With the help of data analysis, predictive maintenance (PdM) can spot possible equipment flaws and operating irregularities in advance of failures, allowing for prompt repairs. By reducing the frequency of maintenance, it seeks to reduce unplanned outages and needless preventive maintenance expenses.

With predictive maintenance, asset maintenance is scheduled optimally to minimize frequency and maximize reliability without incurring additional costs. It uses machine learning, AI, and sensor data to inform maintenance choices. Important components of a successful predictive maintenance program are equipment observation and vibration analysis.
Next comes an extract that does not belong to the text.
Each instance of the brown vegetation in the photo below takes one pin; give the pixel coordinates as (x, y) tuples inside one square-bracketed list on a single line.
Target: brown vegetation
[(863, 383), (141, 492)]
Even with drawbacks like high startup costs and specialized knowledge required, it’s effective and saves money and resources. Speak with monitoring specialists and equipment manufacturers before implementing predictive maintenance.

Over the past ten years, predictive maintenance has grown significantly in favor among facility managers as a maintenance method. Utilizing PdM, organizations can save a lot of money and benefit from more dependable and readily available equipment. When considering a predictive maintenance program for your equipment, it’s critical to first create a strategy and install the necessary sensors and technology. Measuring asset condition may seem like an expensive expenditure, but the benefits your team will experience will make it worthwhile.